Awesome for ultrarunners! I wonder if the device will work with non-CamelBak bladders? Persumably, as long as it fits the tube? I have been wanting one of thse for a LONG time, theorized about it years ago, but never did anything about it. Always hoped CB would do something. Speaking of which, I really wish CB would develop more runner-oriented packs. They make nice gear, but I’ve always felt it was a bit oriented toward the cyclist. I know they make some running packs, but Nathan really does make a nicer pack, though CB makes the best bladders by far.

Posted by jpea - 08/13/2009 11:41 AM

“though CB makes the best bladders by far.”
I kinda think Hydrapak makes the best basic hydration bladder in a lot of ways. You can turn them inside out after washing and the sliding closure really is slick: bottom of the article here … Not totally related to this review of the flow meter though…

Posted by Joseph - 08/13/2009 05:20 PM

Rim Runner holds 3 Liters, you should know when YOU need water. I love to know how far/fast via Garmin, yet I know when I have gone far enough in hot tempetures. I will never let a machine tell me its ok I will still have water for you after seven more miles.

Posted by cobame - 08/16/2009 03:51 PM

This IS a joke, right?

Posted by TC - 08/25/2009 12:21 PM

Damnit! I came up with this flow meter idea while backpacking in the Winds last week and using a hydration system in my pack for the first time. I’ll purchase one for sure!

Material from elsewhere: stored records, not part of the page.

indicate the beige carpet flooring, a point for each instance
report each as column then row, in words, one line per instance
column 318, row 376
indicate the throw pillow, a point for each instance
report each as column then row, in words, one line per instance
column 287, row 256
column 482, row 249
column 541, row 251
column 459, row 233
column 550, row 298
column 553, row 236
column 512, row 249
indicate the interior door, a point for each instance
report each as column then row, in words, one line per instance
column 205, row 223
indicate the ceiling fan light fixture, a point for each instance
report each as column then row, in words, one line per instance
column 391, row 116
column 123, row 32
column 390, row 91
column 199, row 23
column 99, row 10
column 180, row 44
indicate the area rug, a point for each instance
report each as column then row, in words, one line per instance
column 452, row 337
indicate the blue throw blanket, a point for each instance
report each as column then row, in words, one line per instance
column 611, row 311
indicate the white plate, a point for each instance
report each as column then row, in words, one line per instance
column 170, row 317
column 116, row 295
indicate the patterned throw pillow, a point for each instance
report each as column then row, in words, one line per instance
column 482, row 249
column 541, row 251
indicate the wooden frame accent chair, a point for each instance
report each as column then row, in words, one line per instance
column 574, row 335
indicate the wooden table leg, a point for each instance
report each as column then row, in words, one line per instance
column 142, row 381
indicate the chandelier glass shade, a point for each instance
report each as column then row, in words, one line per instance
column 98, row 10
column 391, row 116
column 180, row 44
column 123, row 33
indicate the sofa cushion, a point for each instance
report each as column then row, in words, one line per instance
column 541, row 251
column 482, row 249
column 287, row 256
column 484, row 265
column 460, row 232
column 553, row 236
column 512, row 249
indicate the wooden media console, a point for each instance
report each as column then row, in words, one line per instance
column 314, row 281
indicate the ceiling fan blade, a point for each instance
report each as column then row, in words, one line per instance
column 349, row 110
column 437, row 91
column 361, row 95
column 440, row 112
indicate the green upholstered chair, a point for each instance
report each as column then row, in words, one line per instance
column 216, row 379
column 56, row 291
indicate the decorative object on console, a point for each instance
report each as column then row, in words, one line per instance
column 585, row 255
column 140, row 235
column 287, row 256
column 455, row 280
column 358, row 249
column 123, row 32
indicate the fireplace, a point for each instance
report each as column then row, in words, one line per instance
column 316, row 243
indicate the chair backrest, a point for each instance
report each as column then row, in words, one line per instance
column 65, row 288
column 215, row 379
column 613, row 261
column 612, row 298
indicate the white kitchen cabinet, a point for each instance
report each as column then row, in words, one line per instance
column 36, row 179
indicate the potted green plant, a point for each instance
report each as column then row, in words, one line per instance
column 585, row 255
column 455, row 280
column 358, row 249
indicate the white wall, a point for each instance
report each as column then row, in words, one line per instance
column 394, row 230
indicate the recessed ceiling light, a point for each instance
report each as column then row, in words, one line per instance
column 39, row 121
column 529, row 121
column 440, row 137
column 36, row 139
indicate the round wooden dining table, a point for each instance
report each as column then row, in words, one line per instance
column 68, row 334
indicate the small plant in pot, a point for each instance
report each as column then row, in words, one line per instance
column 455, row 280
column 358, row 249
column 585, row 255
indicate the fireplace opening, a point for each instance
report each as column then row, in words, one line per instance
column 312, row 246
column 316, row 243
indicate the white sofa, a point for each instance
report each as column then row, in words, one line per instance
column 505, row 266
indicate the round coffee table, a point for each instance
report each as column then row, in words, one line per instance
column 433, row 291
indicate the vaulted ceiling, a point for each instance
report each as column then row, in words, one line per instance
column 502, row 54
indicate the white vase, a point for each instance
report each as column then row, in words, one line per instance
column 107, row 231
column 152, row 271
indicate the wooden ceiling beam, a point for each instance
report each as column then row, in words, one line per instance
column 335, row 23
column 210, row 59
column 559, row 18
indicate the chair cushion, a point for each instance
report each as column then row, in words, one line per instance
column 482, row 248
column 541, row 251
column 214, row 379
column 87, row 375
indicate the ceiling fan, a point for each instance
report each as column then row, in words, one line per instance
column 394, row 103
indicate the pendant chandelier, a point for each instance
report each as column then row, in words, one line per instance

Posted by RC - 10/13/2009 07:19 PM

Great idea, planning to get one. Over the summer I rode one of our regular trails. It was 15 degrees hotter that day and used nearly 100oz (normally 50-60oz). It would have been nice to know I was close to empty.

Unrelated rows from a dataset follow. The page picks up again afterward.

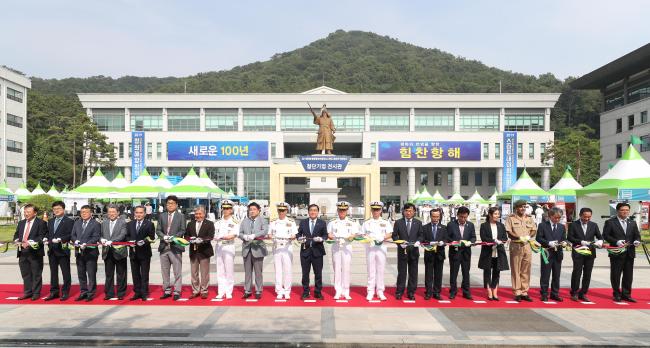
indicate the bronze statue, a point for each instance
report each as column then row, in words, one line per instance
column 326, row 130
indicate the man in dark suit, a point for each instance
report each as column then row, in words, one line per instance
column 550, row 235
column 583, row 232
column 59, row 232
column 114, row 256
column 29, row 237
column 312, row 231
column 85, row 231
column 460, row 257
column 435, row 234
column 138, row 230
column 408, row 229
column 620, row 231
column 200, row 233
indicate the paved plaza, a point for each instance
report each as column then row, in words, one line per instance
column 82, row 325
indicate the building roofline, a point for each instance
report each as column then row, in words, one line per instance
column 616, row 70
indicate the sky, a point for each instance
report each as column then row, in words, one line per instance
column 80, row 38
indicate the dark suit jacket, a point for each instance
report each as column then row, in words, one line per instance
column 453, row 234
column 441, row 235
column 91, row 235
column 613, row 232
column 64, row 231
column 399, row 232
column 147, row 229
column 545, row 235
column 576, row 235
column 37, row 232
column 320, row 230
column 485, row 259
column 206, row 233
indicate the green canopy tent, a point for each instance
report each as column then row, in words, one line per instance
column 525, row 188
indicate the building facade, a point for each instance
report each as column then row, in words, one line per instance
column 367, row 124
column 13, row 127
column 625, row 86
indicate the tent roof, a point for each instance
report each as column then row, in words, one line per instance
column 630, row 172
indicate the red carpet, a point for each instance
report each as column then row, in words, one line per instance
column 601, row 299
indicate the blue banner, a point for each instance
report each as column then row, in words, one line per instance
column 218, row 150
column 429, row 150
column 509, row 160
column 137, row 154
column 324, row 163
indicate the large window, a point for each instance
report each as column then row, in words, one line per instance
column 297, row 120
column 524, row 120
column 146, row 119
column 256, row 184
column 183, row 120
column 224, row 177
column 109, row 120
column 479, row 120
column 14, row 146
column 14, row 172
column 221, row 119
column 14, row 95
column 14, row 120
column 348, row 120
column 434, row 119
column 259, row 119
column 389, row 119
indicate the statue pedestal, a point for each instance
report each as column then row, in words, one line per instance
column 324, row 192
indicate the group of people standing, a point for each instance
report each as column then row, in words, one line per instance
column 121, row 241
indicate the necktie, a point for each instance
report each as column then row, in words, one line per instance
column 56, row 223
column 26, row 232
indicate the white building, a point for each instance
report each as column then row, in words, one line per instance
column 364, row 121
column 625, row 87
column 13, row 126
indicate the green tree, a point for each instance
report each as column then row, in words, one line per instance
column 576, row 149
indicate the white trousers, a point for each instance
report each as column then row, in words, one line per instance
column 341, row 259
column 283, row 257
column 225, row 259
column 376, row 261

Posted by Kris Rowlands - 03/20/2010 09:03 AM

I wont use any other bladder! I am a mountain trekker and that usely involves me wild camping high up on the mountain., so to know exactly how much water is left in my bladder whilst im walking can be a life saver, I will be defanetley buying this flow meter, Ive used CB bladders ever sinse i realised how TUFF and PERFECT they are, If you have a CB hydration system then you know how fantastic they are compared to all the other systems on the market, I cant believe how TUFF they actually are, have you seen the CB bladder video of the jeep driving over the bladder slowly? any other bladder would of surely burst im sure, and as far as left over bad tastes go that may linger in other bladders but not in the CB bladders, You have to agree that CAMELBAK really have got it 100% right when it comes to HYDRATION SYSTEMS there really is no comparison, CAMELBAK stand alone at the top of their game.., I hope that they intend to make a slightly bigger bladder in the near future perhaps a 5 litre bladder, and perhaps they could also brighten the sleeves up abit say like brighter colours instead of the usual bluey green types. CB=EXCELLENCE.

Posted by Chris Lyday - 04/25/2010 10:53 AM

I purchased this product and installed it on the tube as directed. Didn’t seem to be very accurate during use, so I tested it by measuring 3 litres into the bladder and letting it all flow out. The flow meter only registered 2.3L. Don’t know where the otherwise reputable Camelbak went wrong with this waste of time and money product.

Posted by Boris Doerr - 05/23/2010 03:59 PM

just bought this guy and was excited to test it. I drank 1.0l and the flowmeter registered only 0.5l. This sucks especially when you are out there and trust it. If the thing shows you you still have 1.5l while only 1l is left this can be critical. Don’t buy!!

Posted by Dan Fox - 06/01/2010 06:51 PM

I can second that you shouldn’t buy this. I played with it for a LONG time hoping it would work, but the only way I could get reasonable results was to take a few huge, chugging drinks. Anything less and it registered less than half of what I drank. And huge chugs of water might not work for me in the middle of a race.

Posted by chris - 09/17/2010 08:48 PM

So, every time I fill my bladder up at an aid station would I need to reprogram the Flow Meter? Seems like a hassle if that’s the case?